House Majority Leader Tom DeLay (R-Tex.) derided concerns over the administration’s confession that it had used false statements on the path to war:
It’s very easy to pick one little flaw here or one little flaw there. The overall reason we went into Iraq was sound and morally sound. And it’s not just because somebody forged or a made a mistake on whether Saddam Hussein was looking for nuclear material from Niger or whatever.
Whatever. Hundreds of American soldiers are dead and thousands of Iraqi civilians have been killed. It is not a question of “one little flaw here or one little flaw there.” Instead, it is a question of plank after plank of the Bush administration’s justification for going to war being rotten to the core. And leaders like DeLay respond by rushing to attempt to close the subject and to portray any further curiosity as pettifogging — or worse.
Bush White House aides sought to defend the president by blaming the CIA for failing to warn them that the Niger story was as bogus as a three-dollar bill. However, on July 22, Bush’s Deputy National Security Adviser Stephen J. Hadley and his chief speechwriter, Michael Gerson, conceded that the CIA had sent two warnings to the White House in early October 2002 casting grave doubts on the Iraq-Niger uranium claims.
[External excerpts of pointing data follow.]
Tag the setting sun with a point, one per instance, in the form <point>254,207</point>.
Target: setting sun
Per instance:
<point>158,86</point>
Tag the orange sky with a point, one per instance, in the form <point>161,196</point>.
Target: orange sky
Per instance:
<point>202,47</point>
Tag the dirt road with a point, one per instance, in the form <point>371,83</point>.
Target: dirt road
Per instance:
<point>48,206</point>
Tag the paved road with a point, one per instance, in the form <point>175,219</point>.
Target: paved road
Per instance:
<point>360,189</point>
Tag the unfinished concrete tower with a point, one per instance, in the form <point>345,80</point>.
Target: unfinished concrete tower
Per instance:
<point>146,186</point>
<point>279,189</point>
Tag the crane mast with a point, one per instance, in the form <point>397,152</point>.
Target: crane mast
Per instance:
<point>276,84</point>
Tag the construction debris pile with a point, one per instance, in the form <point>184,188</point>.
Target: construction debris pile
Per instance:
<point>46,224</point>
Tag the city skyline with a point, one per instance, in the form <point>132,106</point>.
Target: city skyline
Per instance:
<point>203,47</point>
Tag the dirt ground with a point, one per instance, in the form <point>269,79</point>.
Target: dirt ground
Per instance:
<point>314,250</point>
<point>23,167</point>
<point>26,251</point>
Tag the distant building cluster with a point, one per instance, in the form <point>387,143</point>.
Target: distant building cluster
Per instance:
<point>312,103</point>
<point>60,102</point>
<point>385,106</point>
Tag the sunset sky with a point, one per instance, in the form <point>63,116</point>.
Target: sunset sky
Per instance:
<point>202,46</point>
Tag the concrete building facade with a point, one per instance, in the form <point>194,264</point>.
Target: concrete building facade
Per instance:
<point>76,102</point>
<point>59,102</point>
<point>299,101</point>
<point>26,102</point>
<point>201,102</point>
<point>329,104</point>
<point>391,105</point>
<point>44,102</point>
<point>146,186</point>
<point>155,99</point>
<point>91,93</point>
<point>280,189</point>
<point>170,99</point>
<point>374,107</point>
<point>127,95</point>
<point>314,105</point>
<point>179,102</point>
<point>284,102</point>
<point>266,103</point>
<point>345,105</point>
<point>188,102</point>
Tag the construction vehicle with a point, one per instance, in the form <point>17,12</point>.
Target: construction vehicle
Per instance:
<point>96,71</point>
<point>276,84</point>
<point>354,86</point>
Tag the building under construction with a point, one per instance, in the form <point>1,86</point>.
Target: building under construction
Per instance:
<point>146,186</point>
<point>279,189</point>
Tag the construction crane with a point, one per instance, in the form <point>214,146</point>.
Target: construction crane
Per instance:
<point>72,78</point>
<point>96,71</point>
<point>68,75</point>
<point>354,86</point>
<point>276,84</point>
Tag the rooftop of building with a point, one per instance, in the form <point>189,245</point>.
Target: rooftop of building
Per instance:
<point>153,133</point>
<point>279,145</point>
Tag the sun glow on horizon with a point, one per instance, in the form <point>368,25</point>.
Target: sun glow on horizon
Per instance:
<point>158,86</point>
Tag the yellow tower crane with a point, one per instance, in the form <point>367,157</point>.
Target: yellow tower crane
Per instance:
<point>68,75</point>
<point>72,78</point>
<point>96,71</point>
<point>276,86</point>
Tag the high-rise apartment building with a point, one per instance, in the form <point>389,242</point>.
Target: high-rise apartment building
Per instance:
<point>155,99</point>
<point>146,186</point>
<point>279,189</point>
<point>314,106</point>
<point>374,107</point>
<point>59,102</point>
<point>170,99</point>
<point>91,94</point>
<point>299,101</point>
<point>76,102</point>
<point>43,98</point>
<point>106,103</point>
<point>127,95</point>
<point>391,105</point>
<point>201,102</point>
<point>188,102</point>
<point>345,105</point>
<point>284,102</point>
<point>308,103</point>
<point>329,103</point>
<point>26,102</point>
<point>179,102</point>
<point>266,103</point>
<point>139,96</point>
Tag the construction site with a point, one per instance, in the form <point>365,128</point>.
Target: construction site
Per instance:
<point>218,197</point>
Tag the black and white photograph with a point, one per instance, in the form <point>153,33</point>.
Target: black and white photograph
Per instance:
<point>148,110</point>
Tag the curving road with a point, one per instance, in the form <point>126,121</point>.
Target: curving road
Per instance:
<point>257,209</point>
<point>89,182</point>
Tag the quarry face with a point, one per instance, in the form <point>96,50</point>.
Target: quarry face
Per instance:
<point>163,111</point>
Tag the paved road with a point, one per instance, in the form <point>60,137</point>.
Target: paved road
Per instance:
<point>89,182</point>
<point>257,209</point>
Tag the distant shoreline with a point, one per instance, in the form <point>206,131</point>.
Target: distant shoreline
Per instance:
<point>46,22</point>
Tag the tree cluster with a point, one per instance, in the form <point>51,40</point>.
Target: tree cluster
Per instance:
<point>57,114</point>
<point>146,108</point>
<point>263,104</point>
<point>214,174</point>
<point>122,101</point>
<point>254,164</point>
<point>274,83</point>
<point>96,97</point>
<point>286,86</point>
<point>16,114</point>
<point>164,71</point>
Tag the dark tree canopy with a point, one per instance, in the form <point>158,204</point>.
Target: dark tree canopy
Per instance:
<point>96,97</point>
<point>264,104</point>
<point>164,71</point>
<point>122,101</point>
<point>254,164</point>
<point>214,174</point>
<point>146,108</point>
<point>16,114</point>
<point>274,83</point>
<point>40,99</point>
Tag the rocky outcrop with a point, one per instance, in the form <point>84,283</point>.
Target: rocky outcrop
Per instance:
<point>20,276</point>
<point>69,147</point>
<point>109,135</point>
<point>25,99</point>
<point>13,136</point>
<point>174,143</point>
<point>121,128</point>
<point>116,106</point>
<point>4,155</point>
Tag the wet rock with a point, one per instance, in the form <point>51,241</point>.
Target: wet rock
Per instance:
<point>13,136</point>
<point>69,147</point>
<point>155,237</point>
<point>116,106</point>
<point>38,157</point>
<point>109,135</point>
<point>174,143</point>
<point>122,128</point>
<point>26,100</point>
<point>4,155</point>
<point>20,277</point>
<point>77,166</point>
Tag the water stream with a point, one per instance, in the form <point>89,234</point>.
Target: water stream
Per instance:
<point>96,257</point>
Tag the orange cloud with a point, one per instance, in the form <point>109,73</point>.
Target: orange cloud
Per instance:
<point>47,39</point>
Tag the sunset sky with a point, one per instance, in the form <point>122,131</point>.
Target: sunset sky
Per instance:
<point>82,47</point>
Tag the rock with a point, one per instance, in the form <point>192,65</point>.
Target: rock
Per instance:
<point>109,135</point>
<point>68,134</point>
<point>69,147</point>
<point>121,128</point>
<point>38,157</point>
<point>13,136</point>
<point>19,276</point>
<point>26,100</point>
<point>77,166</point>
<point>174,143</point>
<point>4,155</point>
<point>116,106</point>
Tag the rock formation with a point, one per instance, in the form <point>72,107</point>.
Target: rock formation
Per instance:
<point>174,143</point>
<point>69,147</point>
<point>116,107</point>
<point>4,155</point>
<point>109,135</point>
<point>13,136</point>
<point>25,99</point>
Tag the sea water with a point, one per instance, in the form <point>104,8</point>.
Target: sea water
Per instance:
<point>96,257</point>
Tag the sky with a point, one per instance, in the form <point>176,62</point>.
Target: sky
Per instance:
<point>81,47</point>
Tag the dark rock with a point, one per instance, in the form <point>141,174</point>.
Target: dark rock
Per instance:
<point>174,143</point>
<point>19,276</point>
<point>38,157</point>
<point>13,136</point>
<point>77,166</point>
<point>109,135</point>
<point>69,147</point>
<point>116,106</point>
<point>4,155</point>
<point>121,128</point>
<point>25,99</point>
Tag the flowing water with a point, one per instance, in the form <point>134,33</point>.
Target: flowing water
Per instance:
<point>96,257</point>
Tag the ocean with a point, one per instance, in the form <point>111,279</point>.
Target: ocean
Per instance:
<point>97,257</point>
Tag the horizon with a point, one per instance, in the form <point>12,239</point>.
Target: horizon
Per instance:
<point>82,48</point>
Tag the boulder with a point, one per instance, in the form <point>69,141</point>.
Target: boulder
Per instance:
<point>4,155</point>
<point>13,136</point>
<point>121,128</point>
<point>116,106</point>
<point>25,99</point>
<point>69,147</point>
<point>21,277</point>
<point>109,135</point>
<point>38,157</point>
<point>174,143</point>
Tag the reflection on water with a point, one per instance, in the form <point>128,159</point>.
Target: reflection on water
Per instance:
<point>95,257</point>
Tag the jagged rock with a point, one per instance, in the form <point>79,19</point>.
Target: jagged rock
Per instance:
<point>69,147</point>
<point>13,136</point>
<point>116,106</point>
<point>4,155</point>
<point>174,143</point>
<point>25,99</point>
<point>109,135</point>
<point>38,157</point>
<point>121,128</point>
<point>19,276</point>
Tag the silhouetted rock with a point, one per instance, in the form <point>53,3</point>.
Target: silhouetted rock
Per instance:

The Washington Post noted the following day that
yesterday’s disclosures indicate top White House officials knew that the CIA seriously disputed the claim that Saddam Hussein was seeking uranium in Africa long before the claim was included in Bush’s January address to the nation.
Most of the American media ignored the revelations amidst widespread exulting over the killing of Saddam’s sons by the U.S. military in Iraq.
The Bush administration knew — at least as of early March — that the president’s statements in the state of the Union address on Iraq’s pursuing uranium in Africa were false and misleading. Yet the administration made no effort to correct its falsehoods until a British parliamentary inquiry had bludgeoned the Blair government on the same issue.
There is no reason to presume that Bush was more deceptive and manipulative on the war on Iraq than he is on the war on terrorism or other subjects. The main difference is that the evidence of false claims on Iraq is now stark, especially after the U.S. invasion.